Although biocontrol agents, transgenic plants, and traditional plant breeding for insect resistant varieties are all potentially effective methods for controlling pests of cowpeas, a continued refinement of our understanding of pest populations is needed in order to integrate these and other pest control options into an overall integrative pest management (IPM) plan to maximize cowpea production in the field. IPM refers to a pest control strategy where a variety of complementary approaches are used to minimize the negative effects of pests on a given crop or cropping system. As we develop, refine and deploy IPM strategies, we must understand the important life-history parameters of these pest insects in relationship to their environment. In the past phase of CRSP we developed a more in depth understanding of M. vitrata populations and have recently determined that M. vitrata living on cowpea have a great diversity of alternative host plants and common populations – this insight (due to the use of genomics tools) is extremely important as it means all alternative host plants, for M. vitrata, can likely act as a refuge for Bt-cowpea and when releasing biocontrol agents onto alternative host plants, programs can choose the host plants that are most useful and cost effective. We term the use of genomics tools to help direct IPM strategies as IPM-omics. The IITA group has demonstrated that the release of biocontrol agents, for M. virata control, on different alternative host plants can be done with varying levels of cost-effectiveness. Thus, as we move forward over the next four years we will determine the population genetic structure of the other pests of cowpea. We have developed molecular tools to accomplish such a task (Agunbiade et al., accepted). We will also investigate the presence of these insects on cowpea and the population structure of these species, as well, if they prove to be pests causing significant economic losses.

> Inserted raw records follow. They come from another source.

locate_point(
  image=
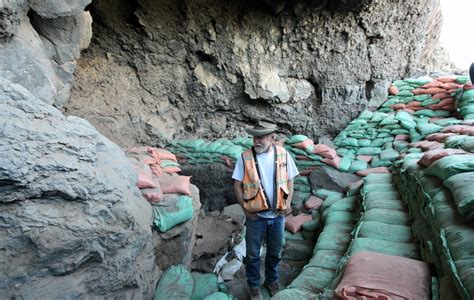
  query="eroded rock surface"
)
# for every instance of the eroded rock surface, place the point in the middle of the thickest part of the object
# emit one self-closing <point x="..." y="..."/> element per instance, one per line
<point x="73" y="222"/>
<point x="160" y="70"/>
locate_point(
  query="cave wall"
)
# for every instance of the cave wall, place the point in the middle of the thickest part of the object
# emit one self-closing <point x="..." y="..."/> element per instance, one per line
<point x="159" y="70"/>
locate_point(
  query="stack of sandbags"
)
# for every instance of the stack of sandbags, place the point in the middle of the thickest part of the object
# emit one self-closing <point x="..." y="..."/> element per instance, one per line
<point x="445" y="235"/>
<point x="339" y="215"/>
<point x="370" y="275"/>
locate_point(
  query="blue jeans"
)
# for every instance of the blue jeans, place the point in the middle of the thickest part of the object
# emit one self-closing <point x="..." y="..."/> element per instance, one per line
<point x="258" y="230"/>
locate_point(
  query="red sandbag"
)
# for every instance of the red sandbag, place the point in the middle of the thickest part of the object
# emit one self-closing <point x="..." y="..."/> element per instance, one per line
<point x="370" y="275"/>
<point x="153" y="195"/>
<point x="393" y="90"/>
<point x="162" y="153"/>
<point x="402" y="137"/>
<point x="171" y="169"/>
<point x="430" y="91"/>
<point x="324" y="151"/>
<point x="459" y="129"/>
<point x="293" y="223"/>
<point x="434" y="83"/>
<point x="431" y="156"/>
<point x="333" y="162"/>
<point x="440" y="95"/>
<point x="427" y="145"/>
<point x="399" y="106"/>
<point x="373" y="170"/>
<point x="366" y="158"/>
<point x="313" y="202"/>
<point x="413" y="104"/>
<point x="447" y="78"/>
<point x="439" y="137"/>
<point x="303" y="157"/>
<point x="451" y="85"/>
<point x="175" y="184"/>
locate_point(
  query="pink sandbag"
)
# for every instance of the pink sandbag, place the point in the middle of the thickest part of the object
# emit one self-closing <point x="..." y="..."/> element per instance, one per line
<point x="402" y="137"/>
<point x="427" y="145"/>
<point x="324" y="151"/>
<point x="162" y="153"/>
<point x="304" y="144"/>
<point x="370" y="275"/>
<point x="175" y="184"/>
<point x="447" y="78"/>
<point x="439" y="137"/>
<point x="393" y="90"/>
<point x="431" y="156"/>
<point x="434" y="83"/>
<point x="366" y="158"/>
<point x="313" y="202"/>
<point x="459" y="129"/>
<point x="153" y="195"/>
<point x="335" y="162"/>
<point x="293" y="223"/>
<point x="373" y="170"/>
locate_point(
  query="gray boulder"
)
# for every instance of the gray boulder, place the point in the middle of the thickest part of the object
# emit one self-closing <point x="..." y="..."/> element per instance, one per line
<point x="331" y="179"/>
<point x="58" y="8"/>
<point x="74" y="224"/>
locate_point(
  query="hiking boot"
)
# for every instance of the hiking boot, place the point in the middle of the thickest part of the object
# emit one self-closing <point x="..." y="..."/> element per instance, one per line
<point x="255" y="294"/>
<point x="273" y="288"/>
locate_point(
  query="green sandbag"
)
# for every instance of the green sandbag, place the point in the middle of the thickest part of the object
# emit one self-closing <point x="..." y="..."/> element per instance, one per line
<point x="462" y="187"/>
<point x="429" y="128"/>
<point x="388" y="155"/>
<point x="386" y="232"/>
<point x="408" y="250"/>
<point x="296" y="139"/>
<point x="219" y="296"/>
<point x="358" y="165"/>
<point x="169" y="213"/>
<point x="313" y="279"/>
<point x="387" y="216"/>
<point x="326" y="259"/>
<point x="374" y="178"/>
<point x="175" y="283"/>
<point x="384" y="203"/>
<point x="298" y="250"/>
<point x="295" y="294"/>
<point x="369" y="151"/>
<point x="330" y="241"/>
<point x="451" y="165"/>
<point x="204" y="285"/>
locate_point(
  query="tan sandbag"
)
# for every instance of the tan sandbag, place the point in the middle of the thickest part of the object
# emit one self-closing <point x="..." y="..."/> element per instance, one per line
<point x="378" y="170"/>
<point x="324" y="151"/>
<point x="175" y="184"/>
<point x="459" y="129"/>
<point x="313" y="202"/>
<point x="371" y="275"/>
<point x="433" y="155"/>
<point x="154" y="195"/>
<point x="294" y="223"/>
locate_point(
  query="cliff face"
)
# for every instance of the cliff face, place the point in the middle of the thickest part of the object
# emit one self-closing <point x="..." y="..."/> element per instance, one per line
<point x="159" y="69"/>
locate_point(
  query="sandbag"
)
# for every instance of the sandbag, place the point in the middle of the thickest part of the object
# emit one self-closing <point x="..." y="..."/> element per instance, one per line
<point x="204" y="285"/>
<point x="380" y="276"/>
<point x="462" y="187"/>
<point x="171" y="212"/>
<point x="175" y="184"/>
<point x="451" y="165"/>
<point x="175" y="283"/>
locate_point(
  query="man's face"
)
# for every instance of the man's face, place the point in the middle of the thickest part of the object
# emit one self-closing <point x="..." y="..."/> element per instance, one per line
<point x="262" y="143"/>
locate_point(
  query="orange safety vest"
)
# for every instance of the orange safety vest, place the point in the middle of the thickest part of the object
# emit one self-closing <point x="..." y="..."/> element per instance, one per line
<point x="255" y="199"/>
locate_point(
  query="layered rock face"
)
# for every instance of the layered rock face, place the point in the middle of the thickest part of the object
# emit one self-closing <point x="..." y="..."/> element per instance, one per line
<point x="158" y="70"/>
<point x="73" y="224"/>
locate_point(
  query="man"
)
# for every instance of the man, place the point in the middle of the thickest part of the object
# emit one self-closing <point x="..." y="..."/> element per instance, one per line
<point x="264" y="187"/>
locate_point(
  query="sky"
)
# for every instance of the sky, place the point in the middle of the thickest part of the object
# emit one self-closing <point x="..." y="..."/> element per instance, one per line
<point x="457" y="34"/>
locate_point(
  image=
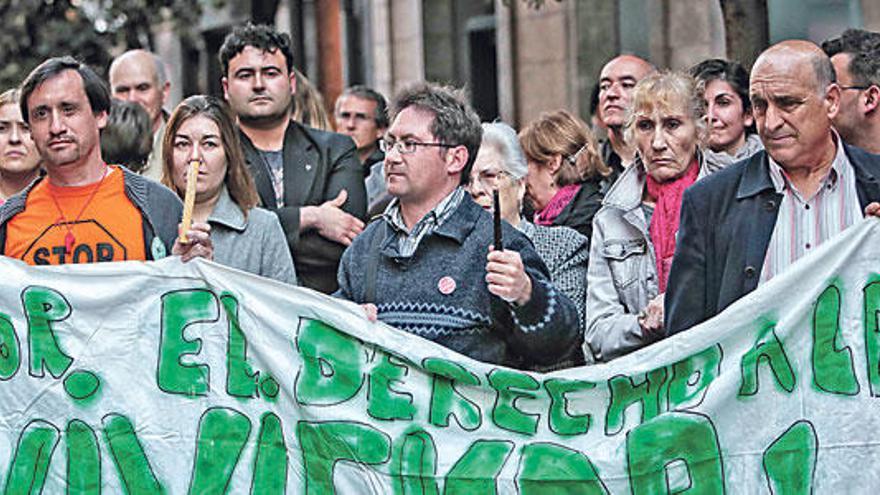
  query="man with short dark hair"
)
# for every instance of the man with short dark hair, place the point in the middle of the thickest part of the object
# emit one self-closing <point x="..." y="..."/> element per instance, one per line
<point x="362" y="113"/>
<point x="749" y="222"/>
<point x="426" y="266"/>
<point x="617" y="80"/>
<point x="139" y="76"/>
<point x="85" y="210"/>
<point x="312" y="179"/>
<point x="856" y="58"/>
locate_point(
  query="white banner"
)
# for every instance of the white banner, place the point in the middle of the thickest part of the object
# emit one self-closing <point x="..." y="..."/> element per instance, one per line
<point x="194" y="378"/>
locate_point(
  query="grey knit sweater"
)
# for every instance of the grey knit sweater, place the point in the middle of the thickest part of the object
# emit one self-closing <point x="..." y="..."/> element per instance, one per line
<point x="468" y="319"/>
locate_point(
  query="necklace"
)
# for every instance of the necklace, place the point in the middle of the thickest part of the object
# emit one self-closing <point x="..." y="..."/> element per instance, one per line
<point x="69" y="238"/>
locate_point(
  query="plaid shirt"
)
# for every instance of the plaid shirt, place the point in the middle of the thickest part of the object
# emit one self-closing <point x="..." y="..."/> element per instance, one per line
<point x="408" y="240"/>
<point x="804" y="223"/>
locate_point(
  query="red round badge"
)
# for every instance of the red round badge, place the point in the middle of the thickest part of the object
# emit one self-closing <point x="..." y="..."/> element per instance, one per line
<point x="446" y="285"/>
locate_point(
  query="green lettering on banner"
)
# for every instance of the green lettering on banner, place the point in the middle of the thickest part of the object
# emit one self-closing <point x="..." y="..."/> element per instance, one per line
<point x="477" y="469"/>
<point x="446" y="400"/>
<point x="510" y="387"/>
<point x="790" y="461"/>
<point x="83" y="460"/>
<point x="692" y="376"/>
<point x="135" y="473"/>
<point x="833" y="367"/>
<point x="324" y="444"/>
<point x="561" y="421"/>
<point x="10" y="356"/>
<point x="767" y="348"/>
<point x="872" y="333"/>
<point x="82" y="386"/>
<point x="414" y="464"/>
<point x="625" y="393"/>
<point x="241" y="379"/>
<point x="270" y="463"/>
<point x="180" y="310"/>
<point x="686" y="441"/>
<point x="30" y="463"/>
<point x="332" y="365"/>
<point x="223" y="433"/>
<point x="383" y="402"/>
<point x="550" y="469"/>
<point x="44" y="306"/>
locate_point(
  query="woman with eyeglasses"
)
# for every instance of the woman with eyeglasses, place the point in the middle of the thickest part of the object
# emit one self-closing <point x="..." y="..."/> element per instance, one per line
<point x="634" y="232"/>
<point x="500" y="165"/>
<point x="566" y="176"/>
<point x="724" y="87"/>
<point x="202" y="129"/>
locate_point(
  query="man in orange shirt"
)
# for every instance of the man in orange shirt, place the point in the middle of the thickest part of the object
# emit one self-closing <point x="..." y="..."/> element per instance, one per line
<point x="85" y="210"/>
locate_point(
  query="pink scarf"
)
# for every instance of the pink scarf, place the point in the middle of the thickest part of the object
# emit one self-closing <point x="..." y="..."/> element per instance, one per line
<point x="664" y="221"/>
<point x="560" y="200"/>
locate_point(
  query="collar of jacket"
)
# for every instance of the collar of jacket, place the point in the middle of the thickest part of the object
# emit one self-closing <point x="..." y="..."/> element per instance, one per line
<point x="460" y="224"/>
<point x="626" y="192"/>
<point x="292" y="134"/>
<point x="298" y="147"/>
<point x="756" y="175"/>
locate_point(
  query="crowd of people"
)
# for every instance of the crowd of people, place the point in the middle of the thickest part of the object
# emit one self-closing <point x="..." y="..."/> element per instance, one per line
<point x="707" y="183"/>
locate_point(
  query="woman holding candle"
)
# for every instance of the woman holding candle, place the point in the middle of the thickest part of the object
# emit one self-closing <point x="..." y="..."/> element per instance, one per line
<point x="201" y="133"/>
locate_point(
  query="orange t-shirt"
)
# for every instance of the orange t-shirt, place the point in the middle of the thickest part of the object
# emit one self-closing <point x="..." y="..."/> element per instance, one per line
<point x="110" y="227"/>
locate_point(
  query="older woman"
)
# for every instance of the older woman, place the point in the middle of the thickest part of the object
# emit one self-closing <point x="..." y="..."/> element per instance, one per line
<point x="500" y="165"/>
<point x="19" y="159"/>
<point x="203" y="129"/>
<point x="725" y="89"/>
<point x="566" y="176"/>
<point x="634" y="232"/>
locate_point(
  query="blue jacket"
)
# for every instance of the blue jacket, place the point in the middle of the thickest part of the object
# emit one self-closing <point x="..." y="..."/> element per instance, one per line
<point x="726" y="223"/>
<point x="469" y="320"/>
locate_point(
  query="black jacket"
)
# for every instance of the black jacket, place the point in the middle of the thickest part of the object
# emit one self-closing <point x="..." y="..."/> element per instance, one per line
<point x="727" y="220"/>
<point x="578" y="213"/>
<point x="317" y="165"/>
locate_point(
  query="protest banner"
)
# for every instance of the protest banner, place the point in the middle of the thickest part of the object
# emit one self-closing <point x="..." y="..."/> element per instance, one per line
<point x="194" y="378"/>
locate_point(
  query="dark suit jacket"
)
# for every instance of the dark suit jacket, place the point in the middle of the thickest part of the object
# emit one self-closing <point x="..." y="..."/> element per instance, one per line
<point x="726" y="222"/>
<point x="317" y="165"/>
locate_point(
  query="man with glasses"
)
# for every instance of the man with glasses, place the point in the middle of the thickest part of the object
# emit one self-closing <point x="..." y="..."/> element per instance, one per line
<point x="856" y="58"/>
<point x="362" y="114"/>
<point x="310" y="178"/>
<point x="748" y="223"/>
<point x="426" y="266"/>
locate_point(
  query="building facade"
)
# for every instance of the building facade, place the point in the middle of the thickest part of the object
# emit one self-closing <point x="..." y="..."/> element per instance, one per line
<point x="516" y="60"/>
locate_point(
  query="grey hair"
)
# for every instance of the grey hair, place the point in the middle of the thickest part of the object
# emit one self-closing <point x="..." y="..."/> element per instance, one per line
<point x="503" y="139"/>
<point x="663" y="91"/>
<point x="824" y="71"/>
<point x="161" y="75"/>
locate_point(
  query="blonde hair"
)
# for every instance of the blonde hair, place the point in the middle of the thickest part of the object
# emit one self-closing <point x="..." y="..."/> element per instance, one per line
<point x="10" y="96"/>
<point x="562" y="134"/>
<point x="666" y="92"/>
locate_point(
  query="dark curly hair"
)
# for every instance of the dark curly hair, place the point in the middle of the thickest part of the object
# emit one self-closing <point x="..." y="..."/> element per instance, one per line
<point x="455" y="121"/>
<point x="258" y="36"/>
<point x="97" y="91"/>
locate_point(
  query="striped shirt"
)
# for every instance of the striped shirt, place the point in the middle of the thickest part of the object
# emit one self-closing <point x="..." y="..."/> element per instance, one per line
<point x="408" y="240"/>
<point x="804" y="223"/>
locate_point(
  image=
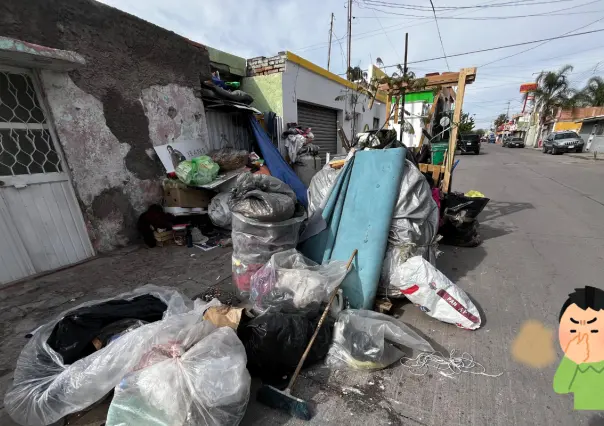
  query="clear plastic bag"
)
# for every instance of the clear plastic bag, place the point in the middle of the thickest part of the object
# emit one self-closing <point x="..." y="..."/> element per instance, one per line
<point x="45" y="389"/>
<point x="219" y="210"/>
<point x="179" y="384"/>
<point x="291" y="278"/>
<point x="413" y="230"/>
<point x="363" y="340"/>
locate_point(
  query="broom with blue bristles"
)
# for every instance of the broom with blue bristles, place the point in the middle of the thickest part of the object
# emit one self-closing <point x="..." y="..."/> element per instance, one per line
<point x="283" y="399"/>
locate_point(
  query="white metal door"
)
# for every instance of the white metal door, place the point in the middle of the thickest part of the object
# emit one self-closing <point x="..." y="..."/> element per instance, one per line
<point x="41" y="225"/>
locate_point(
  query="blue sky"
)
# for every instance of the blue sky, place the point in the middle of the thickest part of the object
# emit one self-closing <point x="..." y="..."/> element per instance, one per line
<point x="263" y="27"/>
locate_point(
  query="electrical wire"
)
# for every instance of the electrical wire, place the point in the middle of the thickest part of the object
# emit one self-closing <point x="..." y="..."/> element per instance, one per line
<point x="540" y="44"/>
<point x="444" y="8"/>
<point x="490" y="18"/>
<point x="373" y="33"/>
<point x="472" y="52"/>
<point x="439" y="36"/>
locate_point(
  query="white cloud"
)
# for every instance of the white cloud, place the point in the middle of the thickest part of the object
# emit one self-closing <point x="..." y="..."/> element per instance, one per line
<point x="263" y="27"/>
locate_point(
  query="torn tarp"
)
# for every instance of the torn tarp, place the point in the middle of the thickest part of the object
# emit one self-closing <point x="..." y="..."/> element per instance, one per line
<point x="276" y="164"/>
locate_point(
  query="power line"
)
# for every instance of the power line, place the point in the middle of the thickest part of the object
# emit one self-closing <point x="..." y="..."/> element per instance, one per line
<point x="540" y="44"/>
<point x="444" y="8"/>
<point x="489" y="18"/>
<point x="439" y="36"/>
<point x="500" y="47"/>
<point x="387" y="36"/>
<point x="372" y="33"/>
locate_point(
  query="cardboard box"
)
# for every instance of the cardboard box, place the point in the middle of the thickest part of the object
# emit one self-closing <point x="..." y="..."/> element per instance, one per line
<point x="187" y="197"/>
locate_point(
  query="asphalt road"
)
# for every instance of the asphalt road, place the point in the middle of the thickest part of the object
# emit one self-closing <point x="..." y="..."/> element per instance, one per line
<point x="543" y="235"/>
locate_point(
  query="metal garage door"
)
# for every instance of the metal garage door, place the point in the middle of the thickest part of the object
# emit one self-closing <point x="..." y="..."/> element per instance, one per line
<point x="41" y="225"/>
<point x="323" y="122"/>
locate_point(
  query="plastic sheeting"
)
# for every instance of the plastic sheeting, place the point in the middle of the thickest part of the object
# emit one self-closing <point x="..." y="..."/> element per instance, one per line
<point x="276" y="164"/>
<point x="320" y="187"/>
<point x="219" y="210"/>
<point x="413" y="231"/>
<point x="263" y="198"/>
<point x="292" y="279"/>
<point x="436" y="295"/>
<point x="45" y="389"/>
<point x="254" y="243"/>
<point x="201" y="380"/>
<point x="363" y="340"/>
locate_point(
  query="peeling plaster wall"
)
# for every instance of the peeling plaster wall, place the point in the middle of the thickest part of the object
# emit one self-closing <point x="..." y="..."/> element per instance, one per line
<point x="137" y="90"/>
<point x="175" y="114"/>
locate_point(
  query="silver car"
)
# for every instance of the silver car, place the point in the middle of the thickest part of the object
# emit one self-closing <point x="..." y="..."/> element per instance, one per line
<point x="563" y="141"/>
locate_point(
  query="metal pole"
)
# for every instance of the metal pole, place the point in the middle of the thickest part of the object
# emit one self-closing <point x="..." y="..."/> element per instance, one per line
<point x="330" y="34"/>
<point x="402" y="114"/>
<point x="349" y="37"/>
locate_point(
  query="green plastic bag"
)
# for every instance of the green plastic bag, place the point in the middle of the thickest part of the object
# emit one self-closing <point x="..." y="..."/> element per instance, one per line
<point x="197" y="171"/>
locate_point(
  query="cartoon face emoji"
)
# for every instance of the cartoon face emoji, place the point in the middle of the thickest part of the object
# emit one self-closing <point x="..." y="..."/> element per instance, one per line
<point x="581" y="334"/>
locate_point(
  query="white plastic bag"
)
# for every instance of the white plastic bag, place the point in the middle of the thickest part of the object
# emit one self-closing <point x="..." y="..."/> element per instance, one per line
<point x="174" y="384"/>
<point x="436" y="295"/>
<point x="290" y="277"/>
<point x="45" y="389"/>
<point x="362" y="340"/>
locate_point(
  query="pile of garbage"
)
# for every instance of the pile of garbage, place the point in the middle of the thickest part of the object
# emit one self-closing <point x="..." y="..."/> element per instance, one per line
<point x="298" y="141"/>
<point x="309" y="272"/>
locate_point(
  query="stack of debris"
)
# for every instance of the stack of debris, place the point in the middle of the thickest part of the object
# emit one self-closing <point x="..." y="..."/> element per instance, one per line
<point x="174" y="361"/>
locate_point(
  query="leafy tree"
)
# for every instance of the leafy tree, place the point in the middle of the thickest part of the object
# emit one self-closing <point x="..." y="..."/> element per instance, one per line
<point x="501" y="119"/>
<point x="553" y="91"/>
<point x="466" y="124"/>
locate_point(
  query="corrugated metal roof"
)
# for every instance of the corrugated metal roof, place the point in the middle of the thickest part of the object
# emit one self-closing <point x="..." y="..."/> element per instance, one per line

  1. Define the Pest Problems
  2. Develop Approppriate Solutions
  3. Scaling of Solutions
  4. Capacity Building

Target Outputs:               

Defining the pest problems.
We expect to collect 1 year of data on the major pests of cowpeas (beyond Maruca) in terms of timing, location, and wild alternative host plants.  We expect to perform initial molecular work on these populations and we expect to lay these data over known GIS data.

Appropriate solutions.
We will bring forward in the biocontrol pipeline new promising agents.  We expect to bring forward biopesticides and develop tools and an understanding to take them to the next step towards commercial production (not only the technology, but a better understanding of who to work with to “pass off” the technologies to the marketplace.  We also expect to have an understanding of the potential for a low-cost neem press.

Scaling of Solutions.
We expect to continue to perform inoculative releases of natural enemies in Niger, Burkina Faso, and Benin; we expect these to ultimately suppress insect populations.  We expect to have developed and expanded on partnerships that can help us scale our solutions – in the first year (FY14) we expect the most immediate tangible results will be NGOs using our educational materials.  We expect this to be the beginning of developing larger-scale in country deployment networks for our materials.  Also, as SAWBO materials have been translated into languages beyond these countries, we also expect to work with and interact with NGOs and other organizations that will use these materials in their educational programs.  We also expect some of our assessments on the potential for scaling will give us important insights for continued scaling.